AT&T Boss Met With Activist to Discuss Strategy
September 20 2019 - 9:46AM
Dow Jones News
By Drew FitzGerald and Corrie Driebusch
AT&T Inc.'s chief executive met this week with the activist
investor who is pressing the company to rethink its strategy and
sell off more assets, according to people familiar with the
matter.
AT&T boss Randall Stephenson and Jesse Cohn, the portfolio
manager at Elliott Management Corp. who challenged the telecom
veteran, met Tuesday in New York for an introductory conversation,
the people said. The hedge-fund manager discussed streamlining
operations and Elliott's other ideas, the people said.
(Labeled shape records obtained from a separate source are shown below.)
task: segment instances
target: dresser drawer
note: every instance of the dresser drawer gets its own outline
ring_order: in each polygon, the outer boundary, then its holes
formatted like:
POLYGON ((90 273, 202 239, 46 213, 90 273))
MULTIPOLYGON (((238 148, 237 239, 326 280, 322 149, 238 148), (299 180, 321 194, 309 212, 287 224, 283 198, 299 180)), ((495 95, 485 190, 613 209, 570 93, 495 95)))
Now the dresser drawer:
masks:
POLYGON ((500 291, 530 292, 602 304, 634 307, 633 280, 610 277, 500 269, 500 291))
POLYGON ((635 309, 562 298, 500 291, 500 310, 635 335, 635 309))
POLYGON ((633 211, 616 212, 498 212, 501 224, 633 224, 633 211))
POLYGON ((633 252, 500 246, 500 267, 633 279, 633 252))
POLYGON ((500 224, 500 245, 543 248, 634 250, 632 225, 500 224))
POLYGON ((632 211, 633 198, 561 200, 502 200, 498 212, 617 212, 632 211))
In a letter last week, Elliott challenged AT&T's leadership,
criticized its shift into the media business and called on the
company to review units that might not fit its long-term strategy,
highlighting its DirecTV satellite division and Mexican wireless
operations.
AT&T has publicly discussed shedding smaller assets that
would help reduce debt but not alter its overall strategy. The
company is considering the sale of four regional sports networks
and a stake in a TV operator in central Europe acquired through its
Time Warner purchase. It is also marketing $500 million worth of
real estate.
The phone giant is also exploring parting with the DirecTV
business, a discussion that began before Elliott launched its
campaign, some of the people said. It has considered various
options for DirecTV, including a spinoff into a separate company
and a combination with rival Dish Network Corp., The Wall Street
Journal reported this week.
Assets sales could help the company pay down some of its roughly
$160 billion of net debt, but there are few potential buyers for
DirecTV, which has been losing millions of subscribers. It would be
hard for Dish to buy the business outright because Dish is half the
size and has little cash on hand.
A combination with Dish could be structured in another way, one
in which the new entity takes on debt and returns the proceeds back
to AT&T, analysts and people familiar with the matter say. But
there are formidable obstacles to such a deal.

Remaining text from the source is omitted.